Out-Law Guide 2 min. read
16 Jun 2010, 5:03 pm
This guide is based on UK law as at 1st February 2010, unless otherwise stated. Two examples that pre-date the Companies Act 2006 serve to illustrate the kind of thinking the government expects from directors.
In the first, the board came to the right conclusion first time; in the second, external events led to a re-assessment and a change of heart.
In 2005, Malcolm Glazer was close to succeeding in his bid for Manchester United. But although his offer of 300p a share was generally thought to be fair, the board held off from advising shareholders to accept. Having looked at the Glazer business plan and his method of financing the bid with many millions of debt, they concluded that a takeover on those terms would place a ‘significant financial strain on the business’, and, in their view, that was not in the company’s best interests.
Shareholders are free to act in their own financial interests and most takeovers are decided in favour of the highest bid. But here, in deciding whether to recommend the bid or not, the board looked beyond the current shareholders and focused instead on the interests of the company as a separate entity made up of future as well as current shareholders, and of creditors and employees as
well. A company over-burdened with debt was not in their interests. In a foreshadowing of the Act, the board preferred the longterm consequences for the company over the short-term benefit for shareholders.
The last word, though, went to the shareholders. They chose to take the money, as was their prerogative, and so Glazer won the battle.
The story of the Brent Spar incident shows what can happen when directors fail to think about the wider implications of business decisions.

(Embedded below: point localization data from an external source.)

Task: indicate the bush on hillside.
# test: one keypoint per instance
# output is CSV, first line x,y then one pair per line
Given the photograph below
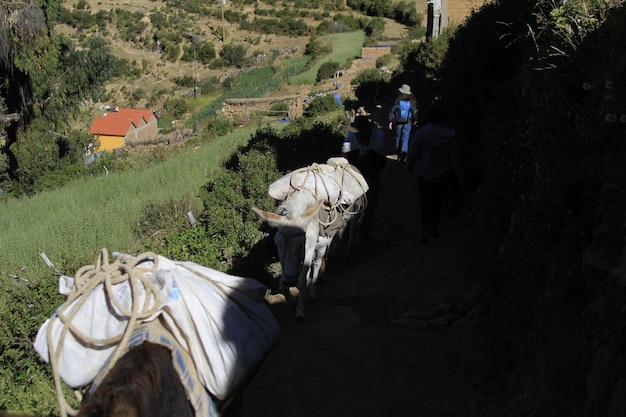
x,y
326,70
322,104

In 1995 Shell decommissioned its Brent Spar oil storage installation in the North Sea. It had no more use for it and, having taken expert advice, decided that the best solution was to tow it out to the mid-Atlantic and sink it.
Public outrage ensued. Greenpeace occupied the Spar, 50 Shell service stations in Germany were damaged by protesters, two were fire-bombed, and the German chancellor made a formal protest to the British prime minister.

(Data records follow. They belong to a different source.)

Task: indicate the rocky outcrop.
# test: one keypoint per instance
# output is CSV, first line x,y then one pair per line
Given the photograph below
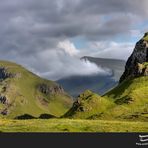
x,y
136,64
46,89
3,100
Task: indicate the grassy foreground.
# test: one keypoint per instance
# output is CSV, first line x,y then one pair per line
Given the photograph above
x,y
71,125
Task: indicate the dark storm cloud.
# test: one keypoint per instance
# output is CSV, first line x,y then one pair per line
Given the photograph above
x,y
31,27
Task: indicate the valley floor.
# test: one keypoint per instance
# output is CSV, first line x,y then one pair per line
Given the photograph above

As it saw its carefully nurtured reputation begin to shatter, Shell was forced to re-think. It halted the disposal, revised the plan and came up with an alternative – the offending hulk was recycled as the base for a roll-on/roll-off ferry quay at Mekjarvik in Norway.
Although the original disposal plan seemed to be the best option for Shell, looked at in narrow commercial terms, that was not enough. The company came to realise that a rigorous assessment of the environmental, social and health impact of any major project was equally necessary for its long-term success.